Plaintiff’s Malpractice Claims Against Mercy Hospital
After summarizing the one satisfaction rule, the Court turned its attention on whether that rule precluded the plaintiff’s malpractice claims against Mercy. According to the Court, the answer to this question would depend on whether the settlement in the auto tort case compensated the plaintiff for all her injuries, including those related to the alleged malpractice at Mercy Hospital.

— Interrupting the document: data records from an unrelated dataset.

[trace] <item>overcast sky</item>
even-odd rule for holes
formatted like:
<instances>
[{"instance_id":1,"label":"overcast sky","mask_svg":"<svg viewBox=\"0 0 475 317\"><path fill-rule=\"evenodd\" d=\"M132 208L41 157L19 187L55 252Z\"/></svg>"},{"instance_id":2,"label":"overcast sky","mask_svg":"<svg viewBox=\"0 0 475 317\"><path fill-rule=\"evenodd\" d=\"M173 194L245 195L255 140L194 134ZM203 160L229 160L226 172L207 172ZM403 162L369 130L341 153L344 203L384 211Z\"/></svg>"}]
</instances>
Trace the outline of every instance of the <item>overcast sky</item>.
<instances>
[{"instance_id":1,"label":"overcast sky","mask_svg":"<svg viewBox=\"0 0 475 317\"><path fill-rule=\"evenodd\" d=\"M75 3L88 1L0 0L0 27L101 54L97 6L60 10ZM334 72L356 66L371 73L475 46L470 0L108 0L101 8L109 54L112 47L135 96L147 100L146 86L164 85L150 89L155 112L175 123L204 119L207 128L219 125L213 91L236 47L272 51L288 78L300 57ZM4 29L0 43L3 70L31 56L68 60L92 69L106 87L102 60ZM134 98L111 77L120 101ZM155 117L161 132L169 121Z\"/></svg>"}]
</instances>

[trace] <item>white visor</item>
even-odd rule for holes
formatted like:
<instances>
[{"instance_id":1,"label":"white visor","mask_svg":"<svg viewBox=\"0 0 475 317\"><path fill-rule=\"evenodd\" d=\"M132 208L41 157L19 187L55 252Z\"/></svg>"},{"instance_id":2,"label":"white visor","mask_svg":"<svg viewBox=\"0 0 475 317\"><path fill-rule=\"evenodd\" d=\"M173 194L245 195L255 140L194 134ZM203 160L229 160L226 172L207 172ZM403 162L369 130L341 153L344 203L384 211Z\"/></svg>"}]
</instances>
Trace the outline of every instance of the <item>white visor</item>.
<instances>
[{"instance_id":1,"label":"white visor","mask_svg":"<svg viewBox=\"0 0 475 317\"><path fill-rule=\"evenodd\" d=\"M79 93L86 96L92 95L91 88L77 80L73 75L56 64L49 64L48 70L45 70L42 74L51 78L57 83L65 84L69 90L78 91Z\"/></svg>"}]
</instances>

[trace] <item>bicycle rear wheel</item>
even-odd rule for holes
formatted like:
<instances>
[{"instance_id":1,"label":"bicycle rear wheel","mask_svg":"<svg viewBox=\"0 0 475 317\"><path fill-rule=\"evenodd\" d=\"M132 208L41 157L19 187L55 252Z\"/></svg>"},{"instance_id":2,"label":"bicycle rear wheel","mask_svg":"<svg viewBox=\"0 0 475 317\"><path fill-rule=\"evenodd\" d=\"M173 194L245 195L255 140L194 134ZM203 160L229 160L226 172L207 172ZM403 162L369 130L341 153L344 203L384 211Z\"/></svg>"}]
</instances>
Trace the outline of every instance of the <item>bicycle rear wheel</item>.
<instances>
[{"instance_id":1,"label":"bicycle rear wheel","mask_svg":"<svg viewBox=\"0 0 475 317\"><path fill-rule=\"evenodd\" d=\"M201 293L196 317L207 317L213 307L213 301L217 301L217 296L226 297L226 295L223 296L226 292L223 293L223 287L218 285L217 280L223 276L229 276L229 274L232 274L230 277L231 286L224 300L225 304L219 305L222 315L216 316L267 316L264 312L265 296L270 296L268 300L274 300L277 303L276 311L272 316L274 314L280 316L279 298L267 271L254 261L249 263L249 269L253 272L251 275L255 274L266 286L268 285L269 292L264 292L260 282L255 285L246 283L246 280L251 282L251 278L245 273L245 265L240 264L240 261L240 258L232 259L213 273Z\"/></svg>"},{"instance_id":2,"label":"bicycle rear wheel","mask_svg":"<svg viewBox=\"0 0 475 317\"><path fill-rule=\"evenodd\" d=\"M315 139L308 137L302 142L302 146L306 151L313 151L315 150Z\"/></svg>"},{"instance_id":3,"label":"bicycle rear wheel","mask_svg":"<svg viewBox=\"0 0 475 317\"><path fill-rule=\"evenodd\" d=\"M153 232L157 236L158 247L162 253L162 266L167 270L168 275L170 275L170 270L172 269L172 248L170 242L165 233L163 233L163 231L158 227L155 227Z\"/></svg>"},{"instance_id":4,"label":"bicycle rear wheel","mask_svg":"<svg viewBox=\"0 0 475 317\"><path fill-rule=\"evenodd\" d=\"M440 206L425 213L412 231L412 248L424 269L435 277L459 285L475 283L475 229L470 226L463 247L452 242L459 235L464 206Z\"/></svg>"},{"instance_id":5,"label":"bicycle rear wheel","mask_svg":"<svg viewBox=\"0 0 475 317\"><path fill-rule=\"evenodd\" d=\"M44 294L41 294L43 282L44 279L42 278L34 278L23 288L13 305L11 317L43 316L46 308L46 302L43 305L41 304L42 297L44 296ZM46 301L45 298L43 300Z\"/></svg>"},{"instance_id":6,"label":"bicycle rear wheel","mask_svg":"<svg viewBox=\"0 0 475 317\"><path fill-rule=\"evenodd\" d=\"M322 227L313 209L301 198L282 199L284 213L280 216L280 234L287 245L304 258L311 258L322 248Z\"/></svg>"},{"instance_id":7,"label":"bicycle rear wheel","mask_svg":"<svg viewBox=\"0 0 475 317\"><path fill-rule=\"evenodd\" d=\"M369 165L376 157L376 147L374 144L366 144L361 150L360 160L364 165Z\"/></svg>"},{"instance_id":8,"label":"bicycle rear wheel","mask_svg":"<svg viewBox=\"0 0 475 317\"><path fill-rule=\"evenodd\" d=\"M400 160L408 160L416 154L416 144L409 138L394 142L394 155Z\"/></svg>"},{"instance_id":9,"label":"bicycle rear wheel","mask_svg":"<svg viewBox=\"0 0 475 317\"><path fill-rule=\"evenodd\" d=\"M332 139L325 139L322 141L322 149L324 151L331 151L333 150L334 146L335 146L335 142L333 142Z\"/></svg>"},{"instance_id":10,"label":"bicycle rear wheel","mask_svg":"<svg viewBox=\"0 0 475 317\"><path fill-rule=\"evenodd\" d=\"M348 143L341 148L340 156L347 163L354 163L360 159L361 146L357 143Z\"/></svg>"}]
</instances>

In the Court’s opinion, the records from the plaintiff’s auto tort case clearly indicated that her settlement with State Farm, in that case, covered all the post-accident injuries she was claiming in the malpractice case against Mercy. Specifically, the auto tort settlement compensated the plaintiff for injuries related to the botched PICC line insertion at issue in the case against Mercy. In fact, the plaintiff and her attorneys made a very clear point in the auto tort case that the PICC line incident was causally related to the auto accident and that plaintiff was also seeking damages for that. This led the Court to conclude that plaintiff’s settlement of the auto tort case covered the same injuries claimed in her malpractice case against Mercy. Therefore, the claims against Mercy were properly barred.
Notes and Comments
The case’s end result feels a bit unfair. The plaintiff in this case clearly sustained some very serious injuries because of a car accident that was not her fault. Even before the staff at Mercy botched her PICC line insertion, the plaintiff’s injuries were almost certainly worth several hundred thousand. The subsequent damage to her artery from the PICC line probably doubled the potential value of her case. Yet, in the end, she only gets $150,000 from State Farm and the at-fault driver.
Was a different litigation strategy warranted? It is hard to say without knowing all the facts. What we know is that Plaintiff originally filed her auto tort case against State Farm a year before the reconstruction surgery and botched PICC line incident at Mercy. At that point plaintiff’s counsel arguably could have attempted to limit the scope of the auto tort case only to the original accident-related damages. Based on this opinion, it seems that would have made a difference. It is really silly, and it defies common sense. But that seems to be the law.
So if the Plaintiff’s injuries from the PICC line at Mercy had been clearly held out and separated from the auto tort case, it might have made a difference. This would have allowed the plaintiff to settle the auto tort case and still pursue her subsequent malpractice case against Mercy for injuries related to the PICC line. But instead of keeping the PICC line injuries separate and apart, the plaintiff’s counsel deliberately brought them in to apparently beef up their auto tort case. This decision ended up backfiring.
I don’t know who was the lawyer and I don’t know all the facts that went into his or her thinking. Maybe it was the smartest move given the uncertainty of the scope of the injury or the weakness of the malpractice case. Maybe the case was worth $25,000 without throwing in the PICC line issues. Certainly, PICC line malpractice cases are few and far between for a reason — they are very tough claims. But in this case, the decision to bundle all the claims at the doorstep of the crash was fatal to the subsequent malpractice claim.